Further, when an abnormality occurs, communication may be performed between the base station and the terminal and the monitor 28A provided in the hospital room so that the nurse can directly talk with the care receiver G in real time. For conversation, the nurse call communication function provided in the bed can be used. Alternatively, the alerting unit 28 may have a communication function. As a result, it is possible to reliably receive and respond to the care recipient G, to respond appropriately to the abnormal situation, and to check whether or not it is malfunctioning.

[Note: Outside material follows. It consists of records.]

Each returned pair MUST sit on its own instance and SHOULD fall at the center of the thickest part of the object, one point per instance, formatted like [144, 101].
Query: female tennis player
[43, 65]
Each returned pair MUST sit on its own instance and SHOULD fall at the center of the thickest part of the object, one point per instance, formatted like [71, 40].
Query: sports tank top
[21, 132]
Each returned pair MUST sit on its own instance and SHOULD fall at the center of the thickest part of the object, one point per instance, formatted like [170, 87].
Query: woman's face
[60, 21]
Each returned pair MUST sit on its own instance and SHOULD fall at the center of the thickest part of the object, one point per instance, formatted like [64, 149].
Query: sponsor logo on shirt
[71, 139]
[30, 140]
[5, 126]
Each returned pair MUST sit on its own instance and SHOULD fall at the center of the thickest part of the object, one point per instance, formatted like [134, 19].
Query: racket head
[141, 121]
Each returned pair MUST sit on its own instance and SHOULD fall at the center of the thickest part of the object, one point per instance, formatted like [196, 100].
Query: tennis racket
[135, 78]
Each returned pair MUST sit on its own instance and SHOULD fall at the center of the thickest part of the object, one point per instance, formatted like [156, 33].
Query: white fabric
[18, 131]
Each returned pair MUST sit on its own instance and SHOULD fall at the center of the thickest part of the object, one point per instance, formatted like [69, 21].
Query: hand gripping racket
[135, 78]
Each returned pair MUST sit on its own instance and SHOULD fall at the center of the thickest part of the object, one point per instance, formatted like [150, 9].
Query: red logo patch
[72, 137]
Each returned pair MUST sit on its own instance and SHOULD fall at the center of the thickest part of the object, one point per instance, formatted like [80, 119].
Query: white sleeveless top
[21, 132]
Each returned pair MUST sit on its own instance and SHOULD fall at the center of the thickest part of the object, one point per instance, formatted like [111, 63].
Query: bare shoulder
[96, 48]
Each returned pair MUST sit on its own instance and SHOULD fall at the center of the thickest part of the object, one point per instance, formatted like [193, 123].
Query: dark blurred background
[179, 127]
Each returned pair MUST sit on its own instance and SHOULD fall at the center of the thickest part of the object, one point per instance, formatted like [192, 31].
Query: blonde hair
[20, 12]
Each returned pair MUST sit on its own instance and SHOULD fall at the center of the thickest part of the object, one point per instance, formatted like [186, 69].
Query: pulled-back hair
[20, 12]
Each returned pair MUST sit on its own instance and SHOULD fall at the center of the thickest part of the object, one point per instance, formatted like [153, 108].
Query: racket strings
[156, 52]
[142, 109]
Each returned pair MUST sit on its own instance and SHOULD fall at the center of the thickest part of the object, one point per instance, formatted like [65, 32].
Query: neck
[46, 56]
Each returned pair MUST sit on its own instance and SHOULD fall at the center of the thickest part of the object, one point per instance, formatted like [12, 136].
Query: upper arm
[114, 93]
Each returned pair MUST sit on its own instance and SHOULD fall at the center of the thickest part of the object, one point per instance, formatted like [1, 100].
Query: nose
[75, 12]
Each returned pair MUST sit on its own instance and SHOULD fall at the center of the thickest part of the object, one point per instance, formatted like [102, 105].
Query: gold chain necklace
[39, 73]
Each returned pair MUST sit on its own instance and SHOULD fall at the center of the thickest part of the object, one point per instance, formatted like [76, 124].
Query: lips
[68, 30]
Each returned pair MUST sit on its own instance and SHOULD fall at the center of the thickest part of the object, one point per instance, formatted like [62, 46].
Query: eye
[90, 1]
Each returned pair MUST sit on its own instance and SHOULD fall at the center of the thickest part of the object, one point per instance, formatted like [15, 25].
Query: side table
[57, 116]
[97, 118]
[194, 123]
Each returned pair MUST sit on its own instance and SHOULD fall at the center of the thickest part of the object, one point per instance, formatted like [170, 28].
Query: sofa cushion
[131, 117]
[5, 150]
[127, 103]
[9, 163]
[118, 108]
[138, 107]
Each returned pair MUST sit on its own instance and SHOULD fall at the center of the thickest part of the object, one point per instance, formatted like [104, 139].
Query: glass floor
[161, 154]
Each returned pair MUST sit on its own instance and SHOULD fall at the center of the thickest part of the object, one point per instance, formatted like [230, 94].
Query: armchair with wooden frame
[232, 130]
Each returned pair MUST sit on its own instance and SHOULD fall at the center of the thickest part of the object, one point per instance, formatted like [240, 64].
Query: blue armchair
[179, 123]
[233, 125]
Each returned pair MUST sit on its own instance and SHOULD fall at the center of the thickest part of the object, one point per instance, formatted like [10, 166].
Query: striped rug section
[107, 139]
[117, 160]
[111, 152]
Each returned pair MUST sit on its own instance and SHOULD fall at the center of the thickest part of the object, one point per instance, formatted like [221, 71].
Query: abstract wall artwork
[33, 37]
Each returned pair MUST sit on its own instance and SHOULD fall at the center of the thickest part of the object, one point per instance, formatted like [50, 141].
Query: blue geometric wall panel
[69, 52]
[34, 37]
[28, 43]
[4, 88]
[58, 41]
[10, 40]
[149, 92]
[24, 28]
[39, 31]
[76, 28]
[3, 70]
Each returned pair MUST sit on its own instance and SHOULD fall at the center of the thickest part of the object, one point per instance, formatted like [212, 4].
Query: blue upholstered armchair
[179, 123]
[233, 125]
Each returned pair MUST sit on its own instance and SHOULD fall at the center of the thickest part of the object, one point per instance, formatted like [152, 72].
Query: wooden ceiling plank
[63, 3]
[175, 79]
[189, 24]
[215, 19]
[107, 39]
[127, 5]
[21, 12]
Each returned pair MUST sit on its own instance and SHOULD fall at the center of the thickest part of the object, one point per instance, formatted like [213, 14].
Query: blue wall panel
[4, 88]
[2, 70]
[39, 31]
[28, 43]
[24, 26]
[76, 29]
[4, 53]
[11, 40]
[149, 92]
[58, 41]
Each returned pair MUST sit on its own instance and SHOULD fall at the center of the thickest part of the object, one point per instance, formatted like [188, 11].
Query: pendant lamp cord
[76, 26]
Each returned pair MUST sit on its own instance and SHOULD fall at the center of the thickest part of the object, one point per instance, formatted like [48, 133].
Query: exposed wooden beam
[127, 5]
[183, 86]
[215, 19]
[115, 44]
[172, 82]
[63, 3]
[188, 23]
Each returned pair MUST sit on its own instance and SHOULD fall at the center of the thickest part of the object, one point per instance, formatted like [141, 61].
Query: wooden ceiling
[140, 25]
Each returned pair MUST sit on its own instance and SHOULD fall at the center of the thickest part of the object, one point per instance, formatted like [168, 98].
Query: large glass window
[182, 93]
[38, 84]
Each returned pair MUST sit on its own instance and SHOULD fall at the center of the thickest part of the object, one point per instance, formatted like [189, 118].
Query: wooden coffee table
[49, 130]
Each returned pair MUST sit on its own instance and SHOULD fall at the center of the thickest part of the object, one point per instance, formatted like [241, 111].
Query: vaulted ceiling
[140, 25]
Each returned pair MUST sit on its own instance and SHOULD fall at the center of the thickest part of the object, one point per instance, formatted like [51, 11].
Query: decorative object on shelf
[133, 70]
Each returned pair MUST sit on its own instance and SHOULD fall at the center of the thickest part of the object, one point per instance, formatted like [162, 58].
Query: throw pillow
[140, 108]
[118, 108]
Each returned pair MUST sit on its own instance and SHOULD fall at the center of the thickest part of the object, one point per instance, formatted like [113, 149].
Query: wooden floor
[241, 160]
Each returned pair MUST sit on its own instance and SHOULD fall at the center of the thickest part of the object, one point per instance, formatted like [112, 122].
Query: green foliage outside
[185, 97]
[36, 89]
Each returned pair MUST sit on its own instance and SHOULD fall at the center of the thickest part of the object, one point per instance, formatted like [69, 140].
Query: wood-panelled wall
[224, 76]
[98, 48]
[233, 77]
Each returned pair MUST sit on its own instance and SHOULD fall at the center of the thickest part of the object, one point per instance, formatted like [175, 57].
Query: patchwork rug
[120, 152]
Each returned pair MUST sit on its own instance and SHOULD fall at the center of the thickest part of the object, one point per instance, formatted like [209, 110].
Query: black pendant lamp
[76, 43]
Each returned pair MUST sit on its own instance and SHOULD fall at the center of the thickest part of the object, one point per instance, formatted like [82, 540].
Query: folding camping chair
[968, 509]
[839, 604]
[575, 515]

Furthermore, by recording the log in the recording unit 5, it is possible to analyze the care recipient's behavior pattern, and to aggregate data such as the time from the occurrence of an abnormality to arrival at the site, the incidence of accidents, and the avoidance rate. It can be used for future medical policy planning, nursing care system, patrol system improvement, clinical medical data, etc. There has been no recording system for behavior patterns that can cause such bed fall accidents, and the elucidation and research of disease states and patterns have not been sufficiently advanced so far. In this example, by recording data in the recording unit 5 from the time of occurrence of abnormality, not only the above-mentioned accident prevention but also such clinical research data can be used as clinical data, It can contribute to the establishment of treatment methods. In particular, if the DVR is used for the recording unit 5, the recorded video can be called instantly, so that the problem behavior can be easily analyzed, and the recording medium is a large-capacity medium such as a DVD-R disk, so that it is relatively inexpensive. The advantage is that it is easy to handle, saves space, and does not degrade data. In addition, as the investigation of the medical condition progresses, it becomes possible to make predictions about the pattern in which a fall accident is likely to occur, and more efficient measures can be taken, such as planning a tour in a time corresponding to this. This can reduce the burden on the caregiver. At the same time, feedback for more effective use of the system can be obtained by analyzing the log. For example, the imaging unit 1 can be adjusted to a more optimal position to improve accuracy. In addition, the safety of care recipients is protected by reducing the number of bed fall accidents, and the recovery of the medical condition is promoted. Can also be expected. In addition, the post-processing burden on the hospital side due to the reduction of fall accidents is reduced, and it is expected to greatly contribute to the construction of an environment that can literally care for the care recipient while maintaining medical dignity.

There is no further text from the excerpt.